Health

Compensation Clause for Clinical Trial Participants Should Remain: Health Observers

The drug controller has decided to remove the clause from the draft rules for clinical trials.

New Delhi: Last February, the Union health ministry published draft rules on clinical trials in which they said that patients who suffer permanent disabilities or die during the trials would get 60% of their total compensation soon after the opinion of the ethics committee.

This was welcomed by civil society and public health watchers and seen as a measure that put patients ahead of pharmaceutical companies.

A recent report in LiveMint, however, said that the government has decided to remove this clause, “in a major relief for pharmaceutical companies.”

Public health watchers are now asking the drug controller to go back to the original proposal in the draft clinical trial rules, which would show the government’s “commitment to the clinical trial participants.”

In a letter to the drug controller, they say that this news is a “betrayal of the rights of clinical trial participants in India who were promised such support.”

Also read: Gøtzsche Affair Spotlights Challenges of Producing Good Evidence in Medicine

Last year, the World Health Organisation’s Soumya Swaminathan had written to the Indian government asking them to consider not having such tight regulation on clinical trials as this would dissuade foreign pharmaceutical companies from coming to India for trials. Prior to the WHO, Swaminathan was the head of the Indian Council for Medical Research.

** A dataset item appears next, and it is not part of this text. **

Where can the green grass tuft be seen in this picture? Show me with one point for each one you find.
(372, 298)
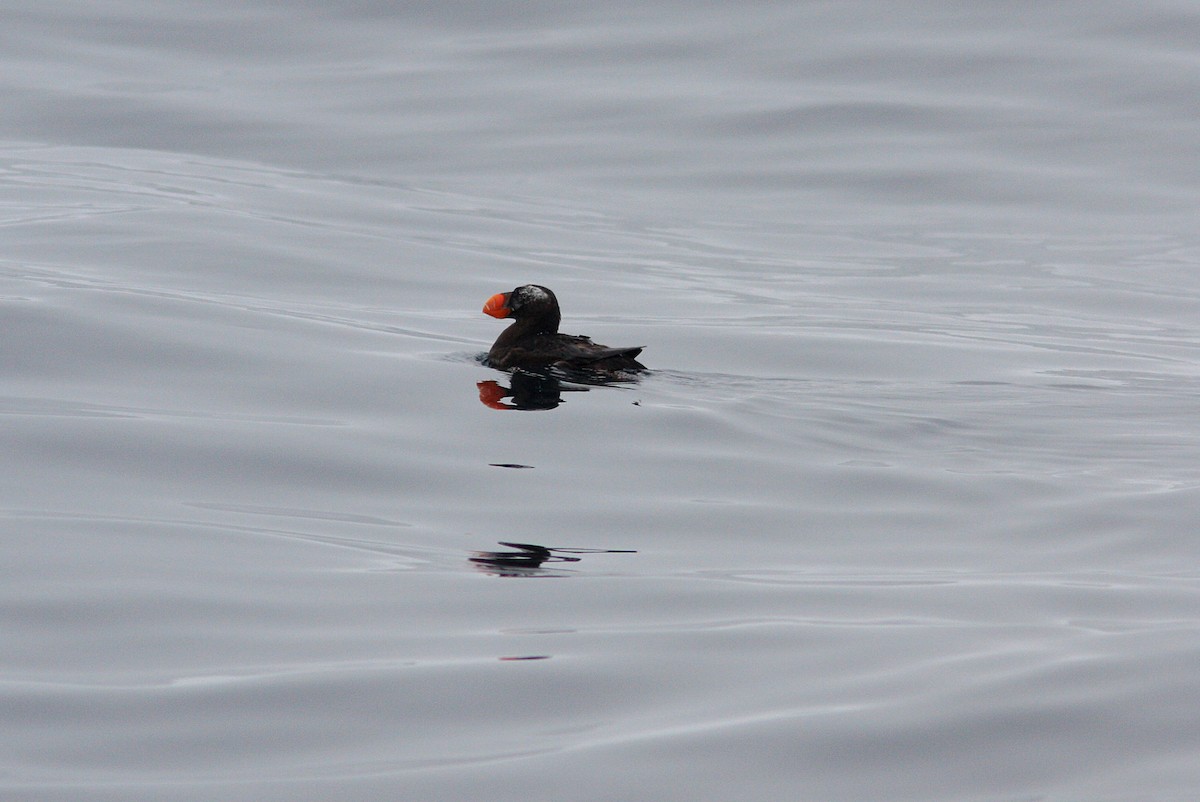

“I fear that if the rules are finalised as they currently stand, there is a possibility that sponsors will not conduct clinical trials in India and go elsewhere,” she had said. She also said that “WHO itself may not wish to act as sponsor and other partners may be similarly discouraged.”

Government’s attempts to give faster compensation

The government’s draft rules last February said that an ethics committee could consider the cases of patients having suffered permanent disability or death. If they concluded that the disability and death was “related” to the clinical trial, the sponsor of the trial would have to pay an “interim compensation” of 60% of the due compensation. This would have to be done promptly, within 15 days.

The ethics committee itself passes it opinion after it considers the reports of a government appointed expert committee and the report of the pharmaceutical company and sponsor who is carrying out the trial.

This ethics committee could then recommend the patient and their legal heirs to receive this “interim compensation” of 60% of the total compensation due to them.

Also read: A Scrapped Clinical Trial Shows How a Drug Might Work While the Trial Fails

To receive this money, the ethics committee would only need to conclude that the disability or death was “related” to the trial. Now LiveMint reports that this compensation will only be given if it is proved that the death or disability was caused by the trial.

This process can often be vexing for clinical trial participants in India, many of whom are from underprivileged socio-economic classes and vulnerable to exploitation.

Health activists criticise this change

The letter written to the drug controller on this issue says that the government is now “toeing the line of pharma industry who would not want a provision like this in the Rules.”

On the other hand, the health activists say that keeping a stringent clause like this will itself deter clinical trial sponsors and pharmaceutical companies from engaging in rash practices. The fear of having to hand out compensation will keep companies in check, says the letter.

As for the trial participants, the health activists say that by taking care of those who suffer in the course of a clinical trial, it conveys to participants that they are not being exploited, “that they are respected for taking the risks in a clinical trial.”